As investigações a respeito de uma denúncia de abuso sexual dentro de uma creche na Zona Oeste da cidade devem se intensificar nesta semana. A delegada da Mulher, Graciela Ambrósio David, deve pedir uma perícia no local e ainda convocar novas testemunhas para depor.
O caso veio à tona na semana passada quando a avó de uma menina de três anos, aluna na creche, procurou a polícia para denunciar o suposto abuso. Segundo o depoimento da criança, ela teria sido abusada por uma professora há cerca de três meses. Na ocasião, a professora teria acariciado seus órgãos genitais e ainda introduzido o que ela chamou de “brinquedinho” em seu ânus.
A avó só teria tomado conhecimento depois que a menina contou o que houve a uma tia. Preocupada, a avó decidiu procurar a polícia. No depoimento, a menina contou que, além dela, outros dois alunos, também de três anos, seriam vítimas da professora.

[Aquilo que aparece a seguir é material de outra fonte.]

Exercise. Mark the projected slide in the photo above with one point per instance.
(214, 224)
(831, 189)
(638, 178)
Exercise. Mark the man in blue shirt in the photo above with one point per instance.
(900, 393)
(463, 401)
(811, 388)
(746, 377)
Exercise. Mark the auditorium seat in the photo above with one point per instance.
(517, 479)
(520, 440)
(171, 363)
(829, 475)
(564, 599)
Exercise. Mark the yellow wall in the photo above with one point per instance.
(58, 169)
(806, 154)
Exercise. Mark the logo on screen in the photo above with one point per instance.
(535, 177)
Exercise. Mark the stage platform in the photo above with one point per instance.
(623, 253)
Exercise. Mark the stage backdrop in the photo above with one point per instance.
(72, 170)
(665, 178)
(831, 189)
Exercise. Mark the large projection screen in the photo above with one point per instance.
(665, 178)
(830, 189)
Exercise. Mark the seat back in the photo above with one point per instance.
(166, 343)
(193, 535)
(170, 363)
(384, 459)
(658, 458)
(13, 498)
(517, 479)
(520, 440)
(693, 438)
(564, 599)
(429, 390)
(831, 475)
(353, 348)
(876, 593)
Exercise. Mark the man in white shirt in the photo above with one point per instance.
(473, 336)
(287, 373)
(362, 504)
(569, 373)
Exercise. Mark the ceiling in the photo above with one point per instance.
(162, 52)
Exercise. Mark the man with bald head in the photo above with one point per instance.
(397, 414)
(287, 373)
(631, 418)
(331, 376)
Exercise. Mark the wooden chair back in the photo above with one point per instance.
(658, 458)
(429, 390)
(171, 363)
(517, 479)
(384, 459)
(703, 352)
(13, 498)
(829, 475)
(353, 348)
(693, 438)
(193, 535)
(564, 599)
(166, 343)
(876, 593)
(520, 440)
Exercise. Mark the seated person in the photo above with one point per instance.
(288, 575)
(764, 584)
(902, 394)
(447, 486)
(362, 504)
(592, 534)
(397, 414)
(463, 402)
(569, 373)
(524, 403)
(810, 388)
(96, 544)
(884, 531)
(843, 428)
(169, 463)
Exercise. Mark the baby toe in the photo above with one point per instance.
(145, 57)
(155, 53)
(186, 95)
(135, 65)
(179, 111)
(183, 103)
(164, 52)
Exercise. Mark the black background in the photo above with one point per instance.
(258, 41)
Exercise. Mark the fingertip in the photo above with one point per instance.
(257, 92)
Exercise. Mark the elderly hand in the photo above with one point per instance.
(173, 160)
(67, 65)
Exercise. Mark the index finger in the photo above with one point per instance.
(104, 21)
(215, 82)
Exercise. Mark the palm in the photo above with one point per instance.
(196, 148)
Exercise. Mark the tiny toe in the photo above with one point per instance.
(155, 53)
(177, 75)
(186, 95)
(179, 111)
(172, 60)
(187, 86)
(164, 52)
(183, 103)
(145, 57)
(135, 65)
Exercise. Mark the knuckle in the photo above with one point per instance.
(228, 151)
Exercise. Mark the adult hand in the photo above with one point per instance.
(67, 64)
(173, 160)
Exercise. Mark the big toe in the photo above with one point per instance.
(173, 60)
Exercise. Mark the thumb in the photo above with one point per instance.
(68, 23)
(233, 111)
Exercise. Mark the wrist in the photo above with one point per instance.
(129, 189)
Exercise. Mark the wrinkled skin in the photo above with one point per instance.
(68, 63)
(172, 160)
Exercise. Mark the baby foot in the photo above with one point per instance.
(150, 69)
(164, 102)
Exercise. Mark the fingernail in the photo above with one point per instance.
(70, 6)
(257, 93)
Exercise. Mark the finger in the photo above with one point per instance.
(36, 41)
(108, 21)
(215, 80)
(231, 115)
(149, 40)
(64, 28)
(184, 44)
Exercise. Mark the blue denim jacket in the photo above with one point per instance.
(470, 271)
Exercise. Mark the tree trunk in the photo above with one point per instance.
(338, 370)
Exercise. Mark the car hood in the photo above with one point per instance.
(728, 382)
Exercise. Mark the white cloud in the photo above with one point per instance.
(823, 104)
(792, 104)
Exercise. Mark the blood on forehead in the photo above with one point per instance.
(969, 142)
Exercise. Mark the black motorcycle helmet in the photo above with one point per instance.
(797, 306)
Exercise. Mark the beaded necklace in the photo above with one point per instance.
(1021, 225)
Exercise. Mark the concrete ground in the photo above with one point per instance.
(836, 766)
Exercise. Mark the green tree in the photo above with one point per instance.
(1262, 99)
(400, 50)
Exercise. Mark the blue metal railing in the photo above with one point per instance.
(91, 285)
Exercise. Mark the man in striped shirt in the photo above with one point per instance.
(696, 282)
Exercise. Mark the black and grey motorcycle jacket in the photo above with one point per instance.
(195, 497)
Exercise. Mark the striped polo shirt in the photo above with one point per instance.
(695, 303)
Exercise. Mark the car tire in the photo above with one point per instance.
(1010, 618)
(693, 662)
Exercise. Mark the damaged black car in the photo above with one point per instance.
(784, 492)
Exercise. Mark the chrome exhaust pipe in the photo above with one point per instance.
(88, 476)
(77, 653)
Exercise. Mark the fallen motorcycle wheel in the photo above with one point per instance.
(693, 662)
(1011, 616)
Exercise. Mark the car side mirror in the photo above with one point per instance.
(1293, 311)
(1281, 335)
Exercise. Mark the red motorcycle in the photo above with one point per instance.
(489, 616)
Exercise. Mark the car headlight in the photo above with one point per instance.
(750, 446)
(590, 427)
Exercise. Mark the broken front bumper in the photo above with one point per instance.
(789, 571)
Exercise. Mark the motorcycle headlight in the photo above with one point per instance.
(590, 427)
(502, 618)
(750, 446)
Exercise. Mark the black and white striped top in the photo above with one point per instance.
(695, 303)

Na semana passada, os três foram ouvidos na delegacia com a ajuda da psicóloga. Mas apenas a menina deu maiores detalhes sobre os abusos. Durante a semana, também prestaram depoimento a mãe de um dos meninos e a avó que denunciou o caso. Segundo as duas, as crianças teriam identificado como autora dos abusos uma professora que trabalhou na creche por apenas oito dias. “Ela veio depois que demitiram a professora há uns meses atrás. Ficou pouco tempo e fez isso com meu filho. Eu estou desesperada. Não durmo há cinco dias. Só choro. Quero que ela seja presa. Quero justiça”, disse a mãe de um dos garotos.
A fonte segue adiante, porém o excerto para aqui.